I am committing here to making this next year of my life huge. I don’t know today how that’s going to play out. I don’t know if it’s a good or bad thing. What I do know though is that looking back on the year in 365 days will be much like an architect returning to the keystone in an archway knowing that it takes all of the stones to build the archway, but this one stone to bind the rest together.

Posted in just thinking out loud | Leave a comment

Update on Me

I’ve been doing a whirlwind tour of my life over the last month or so. Some physical, some mental… a lot in the here, but also a lot in the tomorrow (I’m so good at living in my past, that I’ve ignored that bit). It’s been a very riveting personal roller coaster. I’m taking some time to get off of the roller coaster, and just write down what I’ve figured out. The goal isn’t to offend, but to enlighten.

And so it goes.

I’m good at what I do. Sometimes I need to stop and just say that because I get too focused on all of the things that I can’t do. I enjoy learning from the people who I work with, and I hope that I bring something into their lives as well. It’s a really great family that I have at the Box. And I think I add to it in some small way.

I’m learning an immense amount about what I want to be, who I want to replicate, and, very surprisingly, what I don’t want to be. I think that last point is the one that really strikes me as being the least obvious thing to learn. And yet, you run into personalities and individuals where you can clearly see how they make people less well off. They are the quintessential elephant in the room.

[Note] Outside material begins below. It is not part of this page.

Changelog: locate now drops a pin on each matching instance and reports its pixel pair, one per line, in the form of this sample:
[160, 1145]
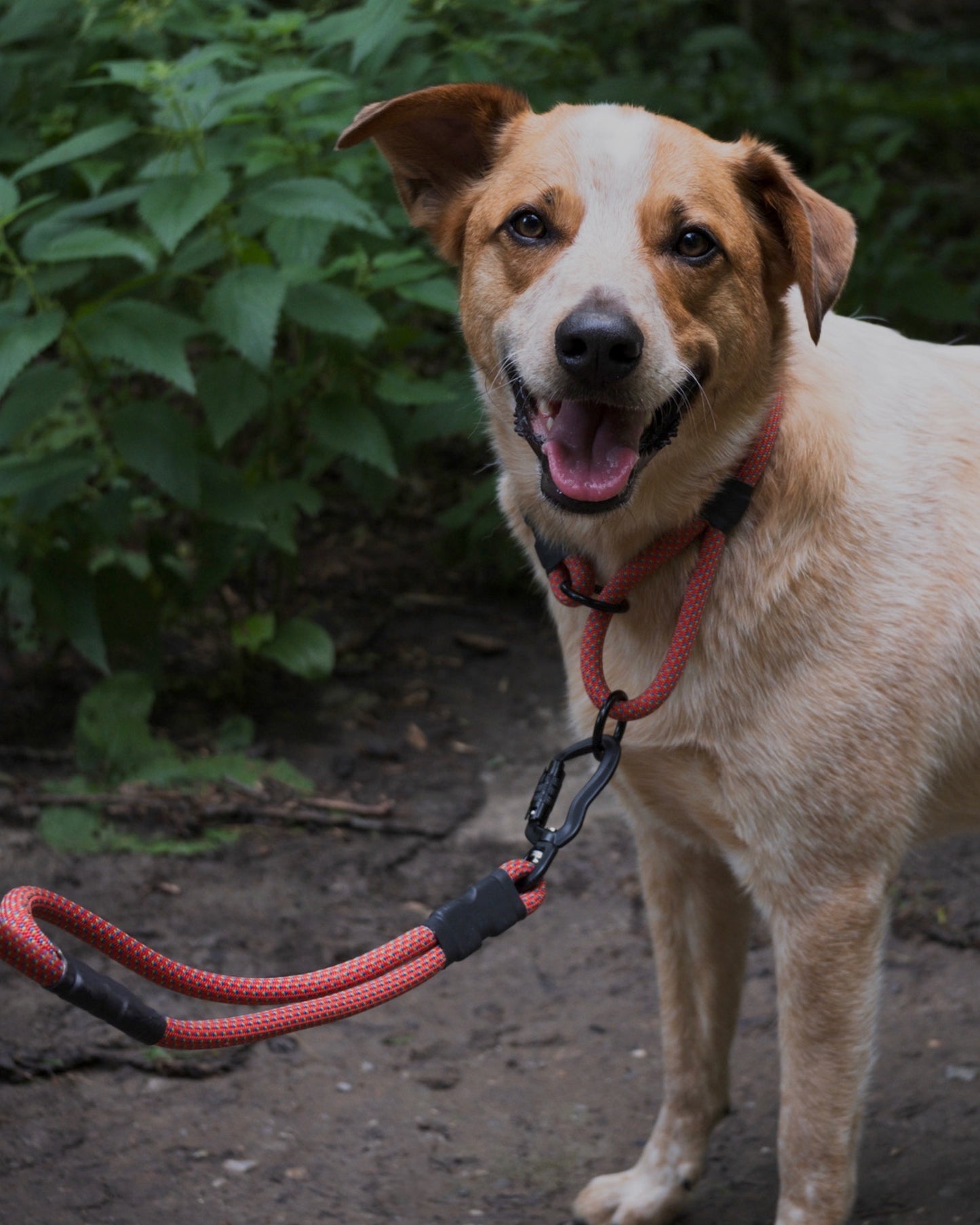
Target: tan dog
[625, 276]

It’s become very clear to me that I need to understand what makes those people so unlikeable to me. Otherwise, I’m going to make those same mistakes.

I’m an imitator, a mockingbird, in that I find things in people, and then try them out in myself. Is this how all people are? I don’t really know, as I’ve never been anyone else that I remember. But I’m finding that I’m incredibly good at taking what I like in other people and emulating it in myself; engraining it as my own. The things that I really like, I then make a concerted effort to preach downstream.

I love to dream. I dream big dreams, and don’t understand those who have to be grounded in reality. Life, for me, is meant to be lived flying towards the moon. I love that about myself… If I ever lose this, then I don’t think I’ll recognize myself.

I need to take better care of my body. Not just in terms of exercise, which I’m much better about lately, but also in terms of what I eat, sleep, time outdoors. I’m bad at this. I need to work on it. I will improve upon this.

There’s a lot more, but I made this a ten-minute exercise tonight. I’ll get back to the grind of the hourly exercise tomorrow. Very excited about what the last month of 24 has to offer me. It will hopefully be a launching pad into 25 that I could never have imagined.